Where is today's cool hand Luke?

In honor of what would have been Paul Newman’s 100th birthday, CINE Professor Clark Farmer considers whether there still are movie stars.
Movies did not invent stars—there were stars of theater, opera and vaudeville well before moving pictures—but movies made them bigger and more brilliant; in some cases, edging close to the incandescence of a supernova.
Consider a star like Paul Newman, who would have turned 100 Jan. 26. Despite being an Oscar winner for The Color of Money in 1987 and a nine-time acting Oscar nominee, he was known perhaps even more for the radiance of his stardom—the ineffable cool, the certain reserve, the style, the beauty, the transcendent charisma that dared viewers to look away.
Even now, 17 years after his death in 2008 at age 83, fans still sigh, “They just don’t make stars like that anymore.”

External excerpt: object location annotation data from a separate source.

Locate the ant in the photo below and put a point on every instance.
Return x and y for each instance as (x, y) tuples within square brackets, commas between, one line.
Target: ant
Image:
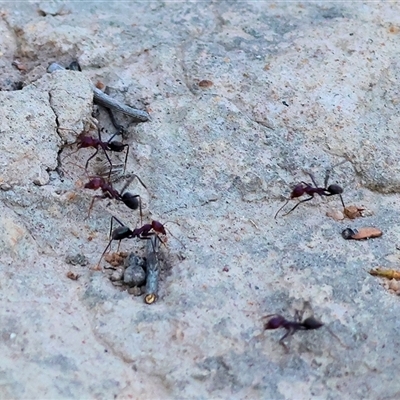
[(299, 324), (291, 327), (145, 232), (84, 141), (132, 201), (306, 188), (97, 143), (277, 321)]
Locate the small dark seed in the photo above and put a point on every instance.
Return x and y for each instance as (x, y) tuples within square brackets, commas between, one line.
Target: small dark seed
[(349, 233)]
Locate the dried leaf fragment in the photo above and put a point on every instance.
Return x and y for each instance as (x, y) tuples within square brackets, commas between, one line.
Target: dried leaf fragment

In fact, if you believe the click-bait headlines that show up in newsfeeds every couple of months, the age of the movie star is over. In a 2022 interview with Allure magazine, movie star Jennifer Aniston opined, “There are no more movie stars.” And in Vanity Fair’s 2023 Hollywood issue, star Ana De Armas noted, “The concept of a movie star is someone untouchable you only see onscreen. That mystery is gone.”
Are there really no more movie stars?